Soy hates my intestines, gluten as well, but I saw some new meat alternatives at a fancy grocery store so I am once again attempting to wean down from animals.
I found some pumpkin seed tofu and some fava bean tofu at the fancy grocery store. Cooking experiment, procedure done with both kinds of tofu:
Tofus were frozen, but I thawed them in the fridge for a day before cooking. Cut them into bite sized cubes
Put pan on stove with spices and oil. Turn burner on to mid heat. When hot, put tofu in. Wait a while. Take tongs and use them to flip the tofu cubes…
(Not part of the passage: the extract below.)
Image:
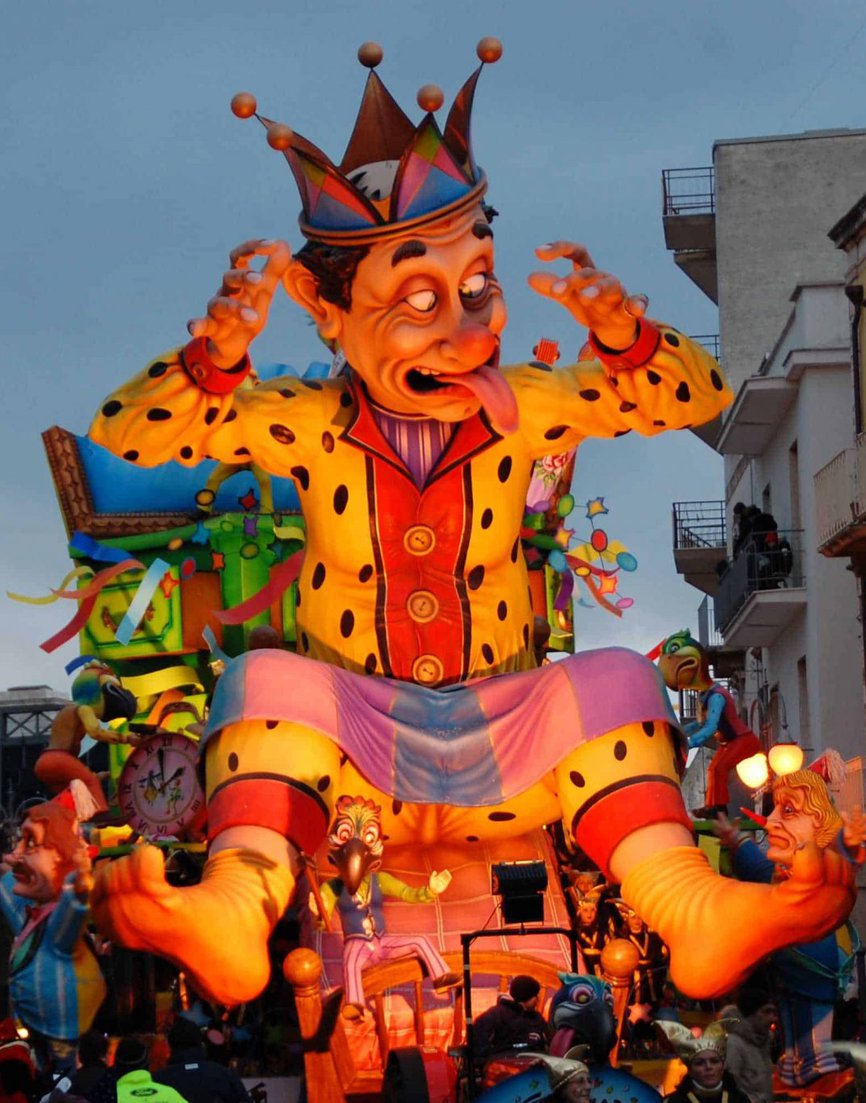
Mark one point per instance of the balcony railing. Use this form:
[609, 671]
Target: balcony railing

The pumpkin tofu cooked fine. Stayed intact, got to a food safe internal temp. In contrast, the fava bean tofu kept sticking to the pan and leaving a layer behind when I flipped it, and that layer burned. Meanwhile, it never reached 165 degrees F. I think it was wetter as the pumpkin tofu was prepressed
Eventually in frustration I just macerated the fava bean tofu into crumbles, left it on high and covered for a bit to make sure it hit the food safe temp, called it done and scraped what wasn’t ash out of the pan. I’ve been adding the crumbs to daal to make them palatable/tolerable. Based on this experience I think I should stick with pumpkin, but I need as much variety as I can get in my already limited diet so I’d like to make the fava bean tofu work too. It also did not seem to really take the spices I put in as well and was overall more bland.
This has to just be a skill issue. What did I do wrong? I was basically trying to cook these as if they were meat; was that conceptually the wrong approach? Seems to have been because they’re more delicate.
Neither of these tofus have tried to claw their way out from inside my body, so at least if I can figure out how to cook them they could be viable.


Air fry if you have an air fryer could be another approach.
I don’t have an air fryer but I do have a toaster oven. Same concept?
Not completely. The air fryer simply has a fan added for circulation. This rapidly dehydrates the surface of the food and gets it to brown on all sides. But the key to browning anything is fat of some kind, because it is able to reach temperatures above boiling. That’s why chicken breast needs oil, butter, or tallow to get browning on it.
Browning, or caramelization is key for developing flavors. You can probably do in your toaster oven, but you’re going to have to actively watch it and turn it before it burns.